Oder zusammengefasst: Du lässt auf zwei Seiten dein Herz über etwas aus, auf das du schon lange eine Antwort bekommen hast.
Ein Nein braucht keinen Grund
Mich ärgert, dass du der Meinung bist, dir sei jemand eine Erklärung schuldig. Es ist doch völlig egal, aus welchen Gründen sie Nein sagte. Ob es die Wohnung oder die Ex oder fehlende Gefühle sind: Was geht dich das an? Hätte sie es dir erklären wollen, hätte sie das schon getan. Du musst jetzt nicht regelmäßig nach ihren Gründen fragen und danach, ob sich an diesen etwas verändert hat. Nein ist ein vollständiger Satz. Nein. Ganz einfach. Und ein Nein sollte reichen und nicht gerechtfertigt werden müssen.
Ich kenne dich gut genug, um zu wissen, dass du deinen Brief in keiner bösen Absicht geschrieben hast. Aber fehlende böse Absichten würde ich vielen Menschen unterstellen, die Grenzen überschreiten. Und jemanden in die Position zu bringen, eine persönliche Entscheidung vor dir rechtfertigen zu müssen, ist grenzüberschreitend.
Ein Nein steht nicht in der Abhängigkeit von anderen Männern
Wie oft, wann und mit wem eine Person ins Bett geht, ist keine Information, die dir zusteht. Auch nicht, wenn es deine Angebetete ist. Warum sollte es die Sache verändern, wenn sie jemanden kennen gelernt hat? Es verändert rein gar nichts. Sie hat vorher nein gesagt, sie sagt auch jetzt nein. Es gibt keinen inhaltlichen Unterschied.
Du denkst da in einem Muster, das ich von dir nicht erwartet hatte. Dass du ihr Nein mehr oder weniger ernst nimmst, in Abhängigkeit von der Anwesenheit eines Mannes, schockiert mich. Eine Frau ist schließlich nicht permanent auf der Suche nach einem Mann in ihrem Leben. Eine Frau gehört einem Mann nicht, egal in welcher Beziehung sie zueinander stehen. Jede Frau kann in jeder Situation und wann immer sie möchte nein sagen.
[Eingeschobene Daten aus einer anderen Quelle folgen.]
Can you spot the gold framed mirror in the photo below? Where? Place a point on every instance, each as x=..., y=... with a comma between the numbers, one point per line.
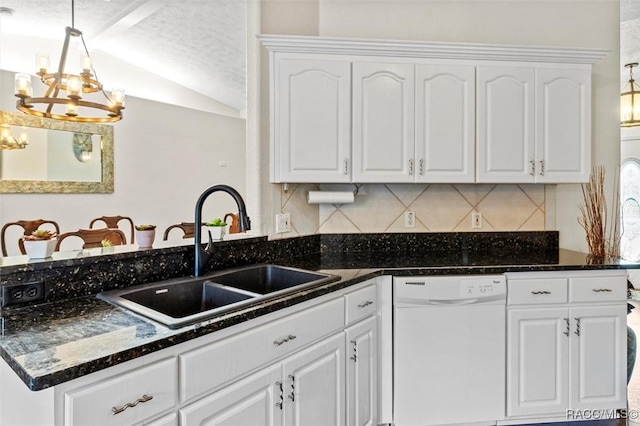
x=65, y=157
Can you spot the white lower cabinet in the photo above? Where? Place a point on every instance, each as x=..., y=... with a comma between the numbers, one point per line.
x=313, y=385
x=125, y=399
x=361, y=368
x=566, y=343
x=286, y=368
x=251, y=401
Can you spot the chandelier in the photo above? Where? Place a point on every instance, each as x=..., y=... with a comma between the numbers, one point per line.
x=8, y=141
x=630, y=101
x=63, y=98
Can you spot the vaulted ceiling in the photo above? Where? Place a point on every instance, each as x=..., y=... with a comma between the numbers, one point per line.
x=197, y=44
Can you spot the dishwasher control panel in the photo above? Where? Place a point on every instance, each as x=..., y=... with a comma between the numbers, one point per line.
x=438, y=289
x=474, y=288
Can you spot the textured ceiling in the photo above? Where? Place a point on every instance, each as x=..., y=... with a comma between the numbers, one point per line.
x=199, y=44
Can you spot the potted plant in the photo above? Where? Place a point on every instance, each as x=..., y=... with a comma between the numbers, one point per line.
x=217, y=228
x=40, y=243
x=145, y=234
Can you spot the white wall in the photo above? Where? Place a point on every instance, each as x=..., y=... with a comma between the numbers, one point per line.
x=165, y=156
x=593, y=23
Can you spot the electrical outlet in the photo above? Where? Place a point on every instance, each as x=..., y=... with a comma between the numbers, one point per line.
x=23, y=293
x=410, y=220
x=476, y=220
x=283, y=223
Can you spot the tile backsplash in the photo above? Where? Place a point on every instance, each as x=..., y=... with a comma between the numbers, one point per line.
x=437, y=207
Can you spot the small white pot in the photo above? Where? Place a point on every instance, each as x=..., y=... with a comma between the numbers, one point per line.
x=145, y=238
x=39, y=249
x=217, y=232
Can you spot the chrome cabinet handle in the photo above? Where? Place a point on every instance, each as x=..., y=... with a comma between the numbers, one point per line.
x=292, y=395
x=279, y=404
x=144, y=398
x=354, y=357
x=284, y=340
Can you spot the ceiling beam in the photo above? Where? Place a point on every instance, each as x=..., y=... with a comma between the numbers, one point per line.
x=129, y=17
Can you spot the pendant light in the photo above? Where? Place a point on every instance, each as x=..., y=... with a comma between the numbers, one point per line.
x=65, y=94
x=630, y=101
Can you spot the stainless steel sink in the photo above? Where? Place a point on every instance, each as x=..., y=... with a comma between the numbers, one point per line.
x=183, y=301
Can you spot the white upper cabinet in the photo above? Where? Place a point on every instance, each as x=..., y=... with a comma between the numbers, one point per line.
x=312, y=127
x=506, y=131
x=563, y=125
x=383, y=113
x=445, y=123
x=534, y=124
x=352, y=110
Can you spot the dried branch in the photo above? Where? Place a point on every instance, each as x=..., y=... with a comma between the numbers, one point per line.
x=602, y=239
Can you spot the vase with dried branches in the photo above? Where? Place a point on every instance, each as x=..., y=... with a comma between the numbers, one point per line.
x=603, y=238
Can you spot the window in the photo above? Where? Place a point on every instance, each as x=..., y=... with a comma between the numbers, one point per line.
x=630, y=212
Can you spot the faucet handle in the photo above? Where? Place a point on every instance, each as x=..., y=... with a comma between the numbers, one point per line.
x=209, y=247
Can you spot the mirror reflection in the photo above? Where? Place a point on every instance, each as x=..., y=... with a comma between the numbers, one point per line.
x=52, y=155
x=55, y=156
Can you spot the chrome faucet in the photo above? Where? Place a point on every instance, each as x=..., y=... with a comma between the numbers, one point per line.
x=202, y=255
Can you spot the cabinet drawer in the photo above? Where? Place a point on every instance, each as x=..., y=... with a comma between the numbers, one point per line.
x=360, y=303
x=598, y=289
x=208, y=367
x=536, y=291
x=94, y=404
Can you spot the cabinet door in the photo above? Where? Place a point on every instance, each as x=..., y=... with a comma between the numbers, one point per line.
x=383, y=114
x=314, y=385
x=563, y=134
x=598, y=362
x=361, y=366
x=505, y=105
x=311, y=130
x=445, y=123
x=255, y=400
x=537, y=354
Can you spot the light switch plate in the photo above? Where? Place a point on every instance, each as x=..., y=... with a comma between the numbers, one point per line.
x=283, y=223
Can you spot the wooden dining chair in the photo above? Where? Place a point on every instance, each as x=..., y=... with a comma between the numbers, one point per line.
x=234, y=227
x=187, y=228
x=94, y=237
x=28, y=227
x=113, y=221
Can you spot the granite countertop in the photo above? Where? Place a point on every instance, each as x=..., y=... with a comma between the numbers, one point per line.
x=56, y=342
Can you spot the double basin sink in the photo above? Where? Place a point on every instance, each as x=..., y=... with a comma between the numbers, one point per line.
x=183, y=301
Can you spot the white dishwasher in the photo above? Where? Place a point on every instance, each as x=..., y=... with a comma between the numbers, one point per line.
x=448, y=350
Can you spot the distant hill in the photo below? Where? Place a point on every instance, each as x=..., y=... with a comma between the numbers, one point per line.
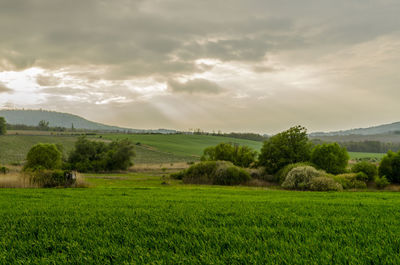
x=65, y=120
x=381, y=129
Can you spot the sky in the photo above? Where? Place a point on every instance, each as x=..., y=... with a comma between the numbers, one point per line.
x=232, y=65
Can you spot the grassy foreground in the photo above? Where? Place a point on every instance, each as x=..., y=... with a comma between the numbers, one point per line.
x=150, y=223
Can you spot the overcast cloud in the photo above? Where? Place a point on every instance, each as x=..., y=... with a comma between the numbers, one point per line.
x=231, y=65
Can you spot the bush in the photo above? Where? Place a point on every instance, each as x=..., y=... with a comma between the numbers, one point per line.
x=45, y=156
x=242, y=156
x=283, y=172
x=367, y=168
x=324, y=184
x=285, y=148
x=351, y=181
x=52, y=178
x=381, y=182
x=390, y=167
x=261, y=174
x=330, y=157
x=3, y=126
x=92, y=156
x=214, y=173
x=299, y=178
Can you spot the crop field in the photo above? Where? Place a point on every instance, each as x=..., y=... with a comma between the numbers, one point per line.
x=13, y=148
x=360, y=155
x=182, y=144
x=134, y=219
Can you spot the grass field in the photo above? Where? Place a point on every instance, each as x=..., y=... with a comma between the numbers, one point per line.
x=182, y=144
x=152, y=149
x=359, y=155
x=134, y=219
x=13, y=148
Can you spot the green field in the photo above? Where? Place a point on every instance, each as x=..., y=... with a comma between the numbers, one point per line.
x=134, y=219
x=152, y=149
x=359, y=155
x=182, y=144
x=13, y=148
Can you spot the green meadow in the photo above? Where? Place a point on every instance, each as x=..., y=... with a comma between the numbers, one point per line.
x=136, y=219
Ein Nein ist keine Einladung zur romantischen Umwerbung
Jaja, ich weiß, ungefähr jeder romantische Hollywood-Film, den wir in unserer Jugend gesehen haben, macht uns etwas anderes weis. Frau sagt nein – Kerl legt sich ins Zeug und kauft Blumen und Schokolade und bekommt den guten Ratschlag sich für die Dinge zu interessieren, die ihr wichtig sind – Frau ändert ihre Meinung, dramatisches Ende, groß inszenierter romantischer Kuss. Schöne Idee, schon verstanden. Aber du erwartest doch auch nicht, dass ein Mensch in rotem Cape und in Strumpfhosen vorbeigeflogen kommt und die Welt rettet, oder? Es sind nur Filme. Die Realität sieht nun mal ein bisschen anders aus.
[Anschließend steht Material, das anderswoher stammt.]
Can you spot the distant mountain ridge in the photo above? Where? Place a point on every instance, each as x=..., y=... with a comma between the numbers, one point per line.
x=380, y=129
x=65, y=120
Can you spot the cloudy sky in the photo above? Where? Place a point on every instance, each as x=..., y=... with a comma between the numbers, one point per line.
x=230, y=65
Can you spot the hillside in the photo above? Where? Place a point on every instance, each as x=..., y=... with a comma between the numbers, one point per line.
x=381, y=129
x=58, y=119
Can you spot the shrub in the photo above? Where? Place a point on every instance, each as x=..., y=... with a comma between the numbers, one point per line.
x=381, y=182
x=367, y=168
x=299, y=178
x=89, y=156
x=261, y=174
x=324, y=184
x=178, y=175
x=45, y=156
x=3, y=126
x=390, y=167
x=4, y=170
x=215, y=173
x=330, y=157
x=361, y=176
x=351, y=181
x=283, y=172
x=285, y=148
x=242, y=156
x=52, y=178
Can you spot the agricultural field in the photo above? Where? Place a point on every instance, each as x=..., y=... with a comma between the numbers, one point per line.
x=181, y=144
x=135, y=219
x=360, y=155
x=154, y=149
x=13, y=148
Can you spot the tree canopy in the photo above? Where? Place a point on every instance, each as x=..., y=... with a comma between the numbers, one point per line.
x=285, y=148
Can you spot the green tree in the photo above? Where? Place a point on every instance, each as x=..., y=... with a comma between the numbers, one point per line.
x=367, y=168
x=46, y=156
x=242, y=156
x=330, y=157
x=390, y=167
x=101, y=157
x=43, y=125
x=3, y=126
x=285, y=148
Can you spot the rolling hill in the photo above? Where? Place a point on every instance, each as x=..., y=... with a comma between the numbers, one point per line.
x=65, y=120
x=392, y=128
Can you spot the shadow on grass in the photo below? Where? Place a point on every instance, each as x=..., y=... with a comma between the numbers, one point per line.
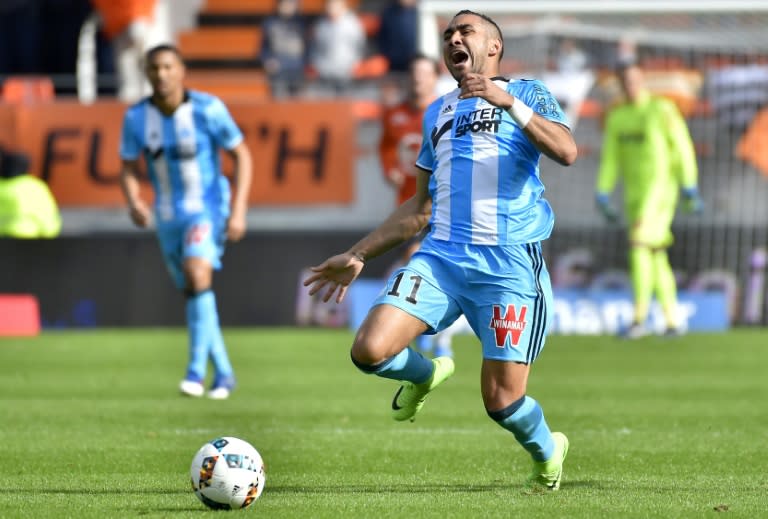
x=92, y=491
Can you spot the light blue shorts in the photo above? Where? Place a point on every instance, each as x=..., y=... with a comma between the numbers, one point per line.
x=504, y=291
x=197, y=236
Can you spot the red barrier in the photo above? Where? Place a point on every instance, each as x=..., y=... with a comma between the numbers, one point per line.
x=19, y=315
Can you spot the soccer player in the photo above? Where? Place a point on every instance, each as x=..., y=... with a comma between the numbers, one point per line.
x=401, y=127
x=179, y=133
x=479, y=188
x=647, y=142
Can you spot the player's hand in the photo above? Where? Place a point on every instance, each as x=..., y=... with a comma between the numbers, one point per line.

Ich will damit nicht ausdrücken, dass das nicht passieren könnte. (Beides, wer wünscht sich nicht die Ankunft von Superheld*innen?) Aber nur, weil du die Hoffnung darauf hast, heißt das nicht, dass du ihr Nein deswegen ignorieren darfst. Ihr den Hof zu machen ist zwar irgendwie süß, aber leider voll daneben. Sie möchte keine Blumen und Liebesbriefe von dir. Das hättest du schon in dem Moment begreifen sollen, als sie das erste Mal nein sagte. Schade, dass du es noch immer nicht getan hast.
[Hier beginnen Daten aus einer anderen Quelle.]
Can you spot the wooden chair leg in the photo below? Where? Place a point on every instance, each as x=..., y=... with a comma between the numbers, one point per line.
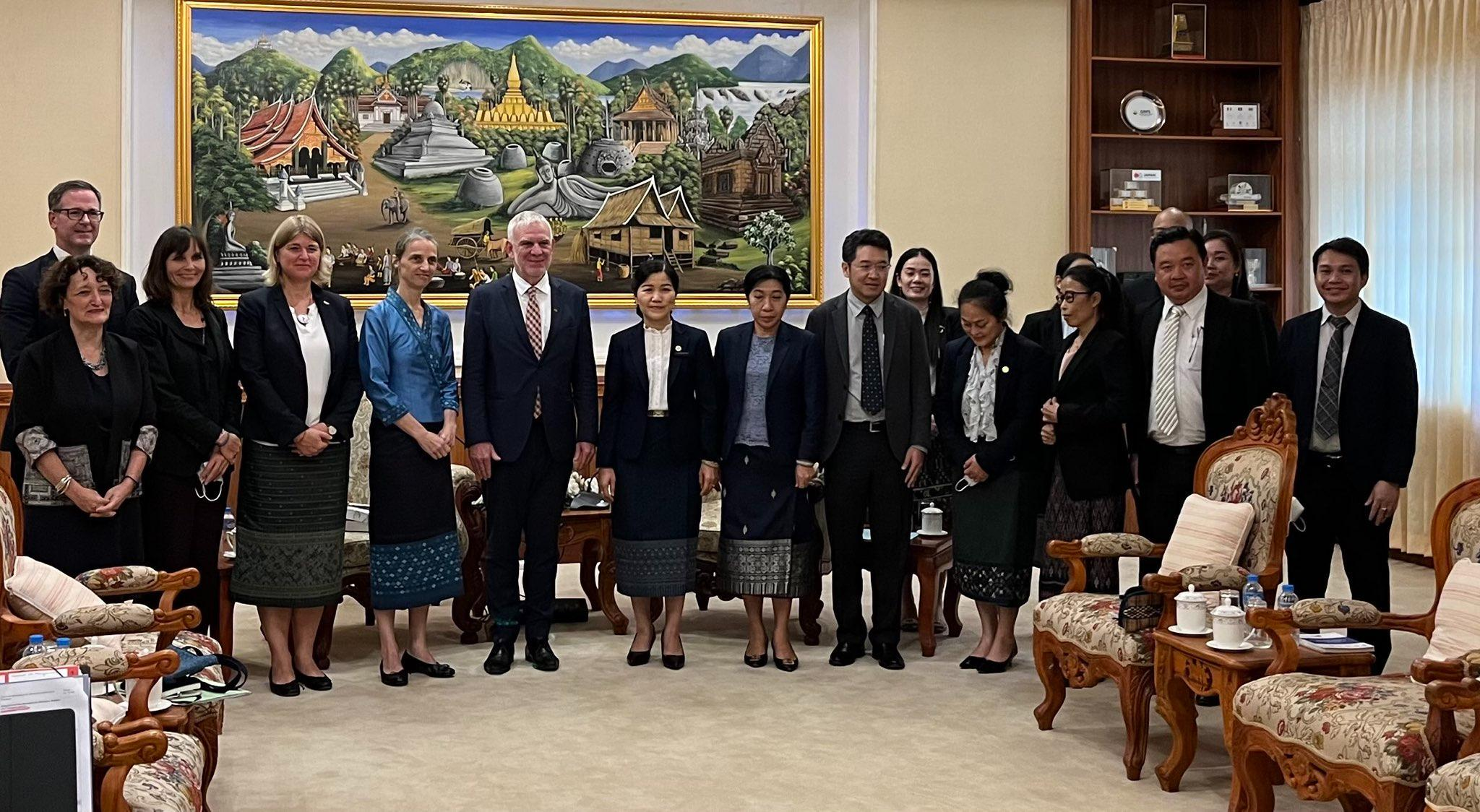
x=1054, y=683
x=1137, y=686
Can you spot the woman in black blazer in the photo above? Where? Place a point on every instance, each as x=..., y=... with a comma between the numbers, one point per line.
x=916, y=280
x=1084, y=425
x=82, y=426
x=992, y=385
x=658, y=456
x=770, y=388
x=199, y=415
x=299, y=361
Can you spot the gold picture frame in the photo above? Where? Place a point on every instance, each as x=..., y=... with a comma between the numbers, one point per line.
x=323, y=152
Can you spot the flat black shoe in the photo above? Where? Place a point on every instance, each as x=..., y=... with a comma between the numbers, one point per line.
x=541, y=656
x=395, y=679
x=844, y=654
x=888, y=656
x=501, y=659
x=436, y=670
x=314, y=683
x=785, y=665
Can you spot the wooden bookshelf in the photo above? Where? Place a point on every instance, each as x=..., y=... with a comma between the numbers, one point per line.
x=1252, y=51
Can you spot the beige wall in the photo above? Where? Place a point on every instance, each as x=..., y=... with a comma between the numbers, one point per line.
x=971, y=138
x=971, y=129
x=67, y=118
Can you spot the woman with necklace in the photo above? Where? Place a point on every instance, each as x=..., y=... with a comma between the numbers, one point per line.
x=199, y=401
x=658, y=456
x=406, y=364
x=82, y=426
x=299, y=364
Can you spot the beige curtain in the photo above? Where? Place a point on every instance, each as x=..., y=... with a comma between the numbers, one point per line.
x=1392, y=107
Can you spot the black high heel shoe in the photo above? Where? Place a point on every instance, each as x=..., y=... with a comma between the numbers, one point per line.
x=436, y=670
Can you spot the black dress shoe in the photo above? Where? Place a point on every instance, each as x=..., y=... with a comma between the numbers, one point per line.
x=888, y=656
x=541, y=656
x=436, y=670
x=844, y=654
x=501, y=659
x=314, y=683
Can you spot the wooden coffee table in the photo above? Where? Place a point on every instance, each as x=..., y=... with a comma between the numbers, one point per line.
x=1187, y=668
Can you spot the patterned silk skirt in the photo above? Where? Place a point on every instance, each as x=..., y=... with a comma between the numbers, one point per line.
x=291, y=527
x=655, y=517
x=413, y=528
x=994, y=539
x=767, y=527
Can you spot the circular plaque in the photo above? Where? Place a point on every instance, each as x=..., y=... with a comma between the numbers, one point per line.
x=1143, y=111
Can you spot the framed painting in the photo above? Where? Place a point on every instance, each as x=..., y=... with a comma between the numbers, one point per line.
x=690, y=138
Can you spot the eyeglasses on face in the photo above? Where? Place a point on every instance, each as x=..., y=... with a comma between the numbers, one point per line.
x=76, y=215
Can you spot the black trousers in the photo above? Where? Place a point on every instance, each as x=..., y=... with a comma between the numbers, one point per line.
x=525, y=498
x=865, y=484
x=1337, y=517
x=1166, y=481
x=182, y=530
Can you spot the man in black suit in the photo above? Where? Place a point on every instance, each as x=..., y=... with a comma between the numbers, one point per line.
x=1204, y=367
x=875, y=435
x=529, y=419
x=74, y=212
x=1353, y=382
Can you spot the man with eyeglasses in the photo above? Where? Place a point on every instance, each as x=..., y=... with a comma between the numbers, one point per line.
x=875, y=435
x=74, y=215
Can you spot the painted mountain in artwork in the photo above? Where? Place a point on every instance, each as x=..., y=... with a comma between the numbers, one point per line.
x=610, y=70
x=768, y=64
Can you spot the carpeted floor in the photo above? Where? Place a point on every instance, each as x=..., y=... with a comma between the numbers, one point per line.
x=714, y=735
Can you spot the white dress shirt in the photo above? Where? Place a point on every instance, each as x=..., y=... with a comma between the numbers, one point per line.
x=1190, y=428
x=658, y=344
x=543, y=288
x=853, y=410
x=1333, y=444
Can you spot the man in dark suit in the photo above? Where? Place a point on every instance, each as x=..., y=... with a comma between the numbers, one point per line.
x=529, y=419
x=1204, y=367
x=875, y=436
x=74, y=212
x=1351, y=378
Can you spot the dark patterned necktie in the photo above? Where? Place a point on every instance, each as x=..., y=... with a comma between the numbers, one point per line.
x=872, y=397
x=1330, y=398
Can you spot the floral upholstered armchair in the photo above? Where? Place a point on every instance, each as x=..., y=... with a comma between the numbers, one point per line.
x=1077, y=639
x=138, y=765
x=357, y=546
x=1374, y=741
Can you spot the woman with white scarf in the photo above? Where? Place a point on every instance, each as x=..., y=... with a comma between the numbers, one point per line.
x=992, y=384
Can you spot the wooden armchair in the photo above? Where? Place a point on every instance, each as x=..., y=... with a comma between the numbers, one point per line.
x=1367, y=741
x=139, y=765
x=1076, y=638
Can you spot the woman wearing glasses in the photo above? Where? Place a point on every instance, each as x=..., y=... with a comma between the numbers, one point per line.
x=992, y=385
x=1083, y=423
x=199, y=415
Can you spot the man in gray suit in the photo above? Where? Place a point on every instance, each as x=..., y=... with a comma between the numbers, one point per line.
x=875, y=433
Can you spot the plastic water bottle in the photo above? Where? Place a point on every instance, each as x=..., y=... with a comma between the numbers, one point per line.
x=35, y=645
x=1254, y=600
x=1286, y=598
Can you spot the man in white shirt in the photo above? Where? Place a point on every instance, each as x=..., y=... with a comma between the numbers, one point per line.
x=74, y=212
Du bist ein lieber Mensch. Ich halte sehr viel von dir, ich freue mich, dich meinen Freund nennen zu dürfen. Ich wünsche dir so sehr, dass du eine Person findest und ihr gemeinsam das Leben und die Familie starten könnt, die du dir wünscht. Aber ich wünsche mir auch, dass du es akzeptierst: Mit der Frau, die du gerade toll findest, wirst du keine Familie gründen.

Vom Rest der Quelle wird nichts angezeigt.